Plusieurs avenues s’offrent aux entrepreneurs incorporés, aux professionnels ou aux travailleurs autonomes qui veulent économiser de l’impôt : profit maximal de toutes les déductions, report à une date ultérieure de l’impôt sur des revenus courants, fractionnement du revenu et transfert du revenu à une autre entité légale.
Pour y voir plus clair, voici 11 recommandations de quatre conseillers.
1-Verser un dividende ou un boni ?
Le fait de s’octroyer un dividende plutôt qu’un salaire ou un boni constitue souvent une stratégie gagnante pour l’entrepreneur incorporé qui gagne moins de 500 000 $. Le taux d’imposition est de 19 %, alors qu’il est de 30 % si vous touchez plus de 500 000 $. Le versement d’un salaire est une autre histoire : si vous recevez plus de 127 021 $, votre taux marginal d’imposition atteindra 48,2 % $, au maximum. Autre avantage du dividende : celui-ci n’est pas assujetti aux contributions à la Régie des rentes du Québec (RRQ), au Régime québécois d’assurance parentale (RQAP) ou à d’autres types de programme gouvernemental.

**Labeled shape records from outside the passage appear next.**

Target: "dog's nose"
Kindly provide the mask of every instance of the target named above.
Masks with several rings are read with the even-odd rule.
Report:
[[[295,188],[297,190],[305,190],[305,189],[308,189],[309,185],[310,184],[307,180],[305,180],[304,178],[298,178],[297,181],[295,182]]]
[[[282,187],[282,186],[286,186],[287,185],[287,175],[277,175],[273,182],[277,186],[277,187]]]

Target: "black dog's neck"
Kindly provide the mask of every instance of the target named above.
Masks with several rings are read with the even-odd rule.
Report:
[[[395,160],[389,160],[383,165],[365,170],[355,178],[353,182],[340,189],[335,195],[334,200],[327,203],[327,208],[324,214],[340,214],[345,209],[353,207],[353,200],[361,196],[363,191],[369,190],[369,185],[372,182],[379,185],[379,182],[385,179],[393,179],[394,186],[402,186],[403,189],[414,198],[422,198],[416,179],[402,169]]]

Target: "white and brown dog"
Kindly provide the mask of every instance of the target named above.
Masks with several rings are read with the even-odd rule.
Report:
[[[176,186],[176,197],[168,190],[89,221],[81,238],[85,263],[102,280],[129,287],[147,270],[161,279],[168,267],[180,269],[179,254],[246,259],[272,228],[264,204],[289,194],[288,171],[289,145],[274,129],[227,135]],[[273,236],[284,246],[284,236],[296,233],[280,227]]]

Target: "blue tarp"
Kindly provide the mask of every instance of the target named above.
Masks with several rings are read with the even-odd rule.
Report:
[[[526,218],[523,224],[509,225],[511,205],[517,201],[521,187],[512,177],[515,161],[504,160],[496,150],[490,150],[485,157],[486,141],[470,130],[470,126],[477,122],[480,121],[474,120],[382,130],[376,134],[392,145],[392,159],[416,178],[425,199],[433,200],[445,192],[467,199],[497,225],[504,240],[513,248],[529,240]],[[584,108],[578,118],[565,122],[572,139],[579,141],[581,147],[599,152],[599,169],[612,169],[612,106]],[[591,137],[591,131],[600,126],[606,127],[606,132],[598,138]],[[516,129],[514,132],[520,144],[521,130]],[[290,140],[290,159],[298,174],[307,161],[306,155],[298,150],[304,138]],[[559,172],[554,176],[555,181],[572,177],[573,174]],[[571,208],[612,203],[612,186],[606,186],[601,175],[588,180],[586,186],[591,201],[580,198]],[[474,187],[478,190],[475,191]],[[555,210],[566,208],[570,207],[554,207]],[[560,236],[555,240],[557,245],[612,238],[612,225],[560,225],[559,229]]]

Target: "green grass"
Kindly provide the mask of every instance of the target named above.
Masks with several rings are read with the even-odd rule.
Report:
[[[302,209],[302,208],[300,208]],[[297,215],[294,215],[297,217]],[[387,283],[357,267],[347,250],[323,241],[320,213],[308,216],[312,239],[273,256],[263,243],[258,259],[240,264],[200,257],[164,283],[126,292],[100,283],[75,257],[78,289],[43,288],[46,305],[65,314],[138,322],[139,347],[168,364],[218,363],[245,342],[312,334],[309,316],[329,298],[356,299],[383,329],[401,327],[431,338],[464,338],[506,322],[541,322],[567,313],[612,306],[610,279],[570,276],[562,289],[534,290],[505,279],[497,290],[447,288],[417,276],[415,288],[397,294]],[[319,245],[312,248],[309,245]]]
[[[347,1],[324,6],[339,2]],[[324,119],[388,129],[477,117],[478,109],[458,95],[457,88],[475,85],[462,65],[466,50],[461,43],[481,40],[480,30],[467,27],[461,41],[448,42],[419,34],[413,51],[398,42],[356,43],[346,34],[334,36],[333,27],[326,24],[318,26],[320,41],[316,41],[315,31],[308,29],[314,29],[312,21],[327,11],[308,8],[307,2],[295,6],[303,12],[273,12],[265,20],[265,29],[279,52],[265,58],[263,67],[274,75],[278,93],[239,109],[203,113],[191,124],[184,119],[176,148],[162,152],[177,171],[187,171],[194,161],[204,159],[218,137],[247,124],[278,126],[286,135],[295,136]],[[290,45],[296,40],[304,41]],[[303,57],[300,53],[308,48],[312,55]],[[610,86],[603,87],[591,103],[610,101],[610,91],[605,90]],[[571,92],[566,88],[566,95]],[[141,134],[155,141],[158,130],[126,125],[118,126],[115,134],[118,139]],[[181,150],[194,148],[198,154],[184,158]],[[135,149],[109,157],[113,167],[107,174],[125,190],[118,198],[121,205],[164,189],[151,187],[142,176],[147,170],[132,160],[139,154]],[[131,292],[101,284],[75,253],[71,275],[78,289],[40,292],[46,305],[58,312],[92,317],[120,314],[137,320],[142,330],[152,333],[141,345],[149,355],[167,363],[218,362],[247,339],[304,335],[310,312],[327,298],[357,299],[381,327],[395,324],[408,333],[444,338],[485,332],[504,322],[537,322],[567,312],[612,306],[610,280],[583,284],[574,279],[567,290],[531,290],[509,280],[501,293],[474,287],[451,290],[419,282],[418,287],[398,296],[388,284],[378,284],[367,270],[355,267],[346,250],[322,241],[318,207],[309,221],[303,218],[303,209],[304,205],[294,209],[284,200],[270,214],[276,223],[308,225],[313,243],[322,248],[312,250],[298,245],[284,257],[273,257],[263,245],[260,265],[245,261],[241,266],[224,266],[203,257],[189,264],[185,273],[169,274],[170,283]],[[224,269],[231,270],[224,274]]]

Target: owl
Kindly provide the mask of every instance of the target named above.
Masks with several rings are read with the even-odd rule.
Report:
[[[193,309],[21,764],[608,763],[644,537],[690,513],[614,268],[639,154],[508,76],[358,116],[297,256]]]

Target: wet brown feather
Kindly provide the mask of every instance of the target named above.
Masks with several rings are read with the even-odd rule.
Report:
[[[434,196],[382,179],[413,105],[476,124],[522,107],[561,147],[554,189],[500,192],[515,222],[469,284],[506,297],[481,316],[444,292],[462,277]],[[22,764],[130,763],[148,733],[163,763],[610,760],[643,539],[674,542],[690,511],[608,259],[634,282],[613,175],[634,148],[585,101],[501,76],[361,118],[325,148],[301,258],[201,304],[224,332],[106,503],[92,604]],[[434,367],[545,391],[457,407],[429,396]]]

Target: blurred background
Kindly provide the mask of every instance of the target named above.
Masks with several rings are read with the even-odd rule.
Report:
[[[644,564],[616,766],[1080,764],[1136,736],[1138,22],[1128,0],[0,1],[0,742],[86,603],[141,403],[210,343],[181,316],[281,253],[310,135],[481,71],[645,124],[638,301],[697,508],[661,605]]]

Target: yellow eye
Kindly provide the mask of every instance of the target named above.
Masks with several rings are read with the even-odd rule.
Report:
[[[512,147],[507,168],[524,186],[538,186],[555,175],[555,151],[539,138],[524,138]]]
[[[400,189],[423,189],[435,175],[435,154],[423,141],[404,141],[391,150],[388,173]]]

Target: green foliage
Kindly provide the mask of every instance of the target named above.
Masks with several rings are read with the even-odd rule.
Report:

Par contre, pour ceux dont le profit est supérieur à 500 000 $, le salaire sous forme de boni est préférable, d’après Éric Brassard, de Brassard, Goulet et Yargeau, Services financiers intégrés. Celui-ci est déductible des profits de l’entreprise, contrairement au dividende. Toutefois, le dividende est moins imposé sur le plan personnel. Ainsi, au-delà de 500 000 $, le salaire vient réduire des profits qui auraient été imposés à 30 %. C’est donc rentable de le faire. À moins de 500 000 $, le salaire diminue des profits qui auraient été imposés à 19 %, ce qui est moins intéressant et fait en sorte que le dividende est souhaitable.
2-Reporter l’impôt lié à un boni
Le versement d’un boni permet parfois d’abaisser le niveau de profit d’une entreprise sous le seuil des 500 000 $, ce qui représente un avantage fiscal. Comme l’entrepreneur a six mois pour se verser le boni en question, il peut le faire après le 31 décembre et déclarer le versement de celui-ci à la fin de l’exercice, le 30 septembre par exemple.
Ainsi, cette somme ne sera imposée qu’en avril 2011. Il aura donc reporté d’un an le paiement de ses impôts.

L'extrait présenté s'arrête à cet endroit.